Хуже всего было с детьми. Мама — больна.
Мама в Радиологической клинике. Эрланд так никогда и не смог выговорить эти слова. Кристин смеялась. «Ра-дио-логи-чес-кая кли-ни-ка!» — по слогам произносила девочка.
Она вспомнила все посещения клиники за последнее время. Вспомнила врачей, все их враки и притворство.
— Ну как вы, а?
— Как ты, дорогая?
Мама вскоре снова стала молодцом. Она вернулась домой к Рождеству. И к Новому году. И к Пасхе.

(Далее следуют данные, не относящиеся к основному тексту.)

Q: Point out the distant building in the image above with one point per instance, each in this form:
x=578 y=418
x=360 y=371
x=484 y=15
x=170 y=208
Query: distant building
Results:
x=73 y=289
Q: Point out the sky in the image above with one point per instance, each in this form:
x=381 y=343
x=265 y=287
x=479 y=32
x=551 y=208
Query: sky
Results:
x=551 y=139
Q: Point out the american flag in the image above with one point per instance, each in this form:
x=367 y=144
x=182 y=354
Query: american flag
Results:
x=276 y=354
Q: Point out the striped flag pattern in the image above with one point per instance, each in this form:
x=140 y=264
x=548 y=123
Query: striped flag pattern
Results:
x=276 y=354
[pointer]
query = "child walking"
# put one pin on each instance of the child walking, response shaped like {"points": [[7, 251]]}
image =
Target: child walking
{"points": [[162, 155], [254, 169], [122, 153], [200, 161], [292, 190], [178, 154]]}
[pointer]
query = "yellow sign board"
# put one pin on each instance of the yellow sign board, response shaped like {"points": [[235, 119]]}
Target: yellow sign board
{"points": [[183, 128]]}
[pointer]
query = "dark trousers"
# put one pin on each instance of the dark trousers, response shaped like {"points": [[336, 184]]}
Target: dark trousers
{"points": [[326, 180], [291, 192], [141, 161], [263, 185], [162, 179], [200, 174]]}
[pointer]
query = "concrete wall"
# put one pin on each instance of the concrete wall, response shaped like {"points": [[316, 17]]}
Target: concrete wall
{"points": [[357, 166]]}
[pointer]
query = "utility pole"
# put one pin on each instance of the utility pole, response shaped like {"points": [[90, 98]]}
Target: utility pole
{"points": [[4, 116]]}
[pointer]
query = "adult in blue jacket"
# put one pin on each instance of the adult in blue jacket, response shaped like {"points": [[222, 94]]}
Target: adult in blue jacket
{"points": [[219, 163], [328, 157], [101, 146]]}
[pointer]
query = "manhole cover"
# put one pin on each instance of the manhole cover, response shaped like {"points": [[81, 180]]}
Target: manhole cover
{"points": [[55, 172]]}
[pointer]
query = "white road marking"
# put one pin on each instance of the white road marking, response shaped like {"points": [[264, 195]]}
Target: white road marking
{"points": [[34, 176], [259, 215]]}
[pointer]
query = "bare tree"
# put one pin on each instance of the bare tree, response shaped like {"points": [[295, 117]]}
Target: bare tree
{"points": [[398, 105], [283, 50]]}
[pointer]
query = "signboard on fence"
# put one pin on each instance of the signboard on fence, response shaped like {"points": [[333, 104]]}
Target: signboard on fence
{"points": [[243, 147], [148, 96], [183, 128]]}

Она упорно возвращалась домой. А они говорили: теперь только несколько новых обследований…
Маме нужно было ещё некоторое время побыть в больнице. Долгое время. Но врачи были такие внимательные. И её хорошо кормили. А вчера им давали пиццу.
Потом папа освободился на работе, чтобы некоторое время пожить дома. А пока папа был в Англии, бабушка, его мама, присматривала за детьми.
— Я вернусь через неделю, дорогая моя…
О ДА — теперь она окончательно проснулась. Никаких сомнений. Но она не мертва. И у неё нигде ничего не болело.
Боли взяли себе сегодня выходной. Подумать только, терпеть такое неделю за неделей! Это утомительно для таких болей-троллей[85]. Пожалуй, они решили всего лишь сделать перерыв. Возможно, они спрятались под кроватью.
Внезапно она вспомнила уколы морфия. Ей сделали укол?
Зачем нужны врачи — специалисты-онкологи, когда есть морфий? Убирайтесь прочь, мерзкие мучители! Оставьте маму в покое. Гав-гав!
Потом она сделала это снова. Бог знает — в который раз.
Это было важно. Это было или — или… Поставить диагноз уже не казалось больше фокусом-покусом.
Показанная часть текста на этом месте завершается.